El Tribunal Constitucional ha emitido por primera vez una sentencia que prioriza el interés del menor por encima de la pugna de los padres por la custodia. De esta manera, la Sala Segunda del Alto Tribunal ha anulado la sentencia dictada por la Audiencia Provincial de Madrid, en marzo de 2015, por vulnerar el derecho fundamental de la madre a la tutela judicial efectiva, conforme al artículo 24.1 de la Constitución Española.

Ahora, la Audiencia Provincial deberá retomar el caso y valorar de forma preferente cuál es el interés del menor, su entorno y sus circunstancias sociales actuales. La novedosa sentencia del Tribunal Constitucional ha sido posible por el recurso de amparo que presentó la madre afectada, Desiree Vicente, que reclamaba el interés de su hija de cinco años, y con quien vive en España desde hace tres, por encima de las circunstancias de la figura paterna, que actualmente vive en Suiza. El padre también se encuentra imputado por un delito de violencia machista.

Sobre la situación de la menor, que ahora tiene seis años, el Tribunal Constitucional indica que por la exigencia que contempla el principio de interés del menor, es de obligado cumplimiento efectuar una nueva valoración que calibre las circunstancias actuales de la interesada: el entorno familiar, el grado de convivencia, la escolarización de la niña o la existencia ahora de un hermano, que cuenta con poco más de un año de edad.

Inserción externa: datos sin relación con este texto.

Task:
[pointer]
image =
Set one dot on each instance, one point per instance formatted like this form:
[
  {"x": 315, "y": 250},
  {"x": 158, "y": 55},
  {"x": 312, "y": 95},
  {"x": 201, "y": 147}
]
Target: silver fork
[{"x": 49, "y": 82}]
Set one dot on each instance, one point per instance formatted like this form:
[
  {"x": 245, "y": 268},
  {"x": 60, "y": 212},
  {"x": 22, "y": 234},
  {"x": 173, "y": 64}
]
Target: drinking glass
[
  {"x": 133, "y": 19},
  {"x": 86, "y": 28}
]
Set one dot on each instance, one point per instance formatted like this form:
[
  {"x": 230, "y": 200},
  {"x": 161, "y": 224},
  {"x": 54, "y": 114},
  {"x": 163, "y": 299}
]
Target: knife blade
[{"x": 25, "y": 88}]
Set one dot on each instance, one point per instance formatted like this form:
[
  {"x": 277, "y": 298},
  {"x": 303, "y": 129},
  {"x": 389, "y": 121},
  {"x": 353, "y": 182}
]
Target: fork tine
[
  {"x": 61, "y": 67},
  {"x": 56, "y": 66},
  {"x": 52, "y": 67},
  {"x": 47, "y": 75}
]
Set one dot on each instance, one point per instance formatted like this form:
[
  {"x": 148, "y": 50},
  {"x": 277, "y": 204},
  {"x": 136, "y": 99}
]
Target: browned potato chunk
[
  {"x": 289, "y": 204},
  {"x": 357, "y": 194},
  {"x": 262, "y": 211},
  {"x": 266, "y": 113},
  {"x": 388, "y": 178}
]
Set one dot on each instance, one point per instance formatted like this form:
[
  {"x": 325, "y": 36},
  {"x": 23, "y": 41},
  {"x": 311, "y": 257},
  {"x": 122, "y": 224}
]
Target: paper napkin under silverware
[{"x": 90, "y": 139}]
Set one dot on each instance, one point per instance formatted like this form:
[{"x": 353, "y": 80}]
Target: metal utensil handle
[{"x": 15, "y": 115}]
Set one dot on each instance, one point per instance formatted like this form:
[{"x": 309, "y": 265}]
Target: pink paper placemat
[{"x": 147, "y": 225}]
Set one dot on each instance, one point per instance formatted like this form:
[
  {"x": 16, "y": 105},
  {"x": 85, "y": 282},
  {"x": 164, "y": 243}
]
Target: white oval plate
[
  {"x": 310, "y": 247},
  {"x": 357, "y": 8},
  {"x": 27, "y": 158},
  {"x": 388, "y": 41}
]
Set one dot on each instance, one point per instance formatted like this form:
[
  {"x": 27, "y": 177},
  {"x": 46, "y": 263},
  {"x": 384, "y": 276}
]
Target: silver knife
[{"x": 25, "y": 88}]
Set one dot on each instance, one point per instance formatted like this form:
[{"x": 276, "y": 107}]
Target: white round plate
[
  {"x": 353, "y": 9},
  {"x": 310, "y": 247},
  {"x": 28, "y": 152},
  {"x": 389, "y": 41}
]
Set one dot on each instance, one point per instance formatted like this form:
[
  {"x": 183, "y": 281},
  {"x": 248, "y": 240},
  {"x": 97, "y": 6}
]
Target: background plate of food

La sentencia del Constitucional, aunque carece de precedentes en España, se encuentra regulada en el Convenio de la Haya, en relación a los derechos del menor. En este caso, el Tribunal ha examinado y anulado la sentencia concreta emitida por la Audiencia Provincial de Madrid, al no tomar en cuenta las circunstancias actuales de la menor. Tampoco consideró el plazo transcurrido desde el inicio de la reclamación del padre por vía judicial hasta la sentencia de la Audiencia madrileña, que llegó después de cinco meses, cuando el Convenio de la Haya establece para estos casos un plazo máximo de resolución de seis semanas.

El Tribunal Constitucional, que achaca las causas de esta dilación a diversas “vicisitudes procesales”, lamenta que las consecuencias de la misma no hayan conducido a valorar la nueva situación de la menor, impidiendo realizar una sentencia objetiva.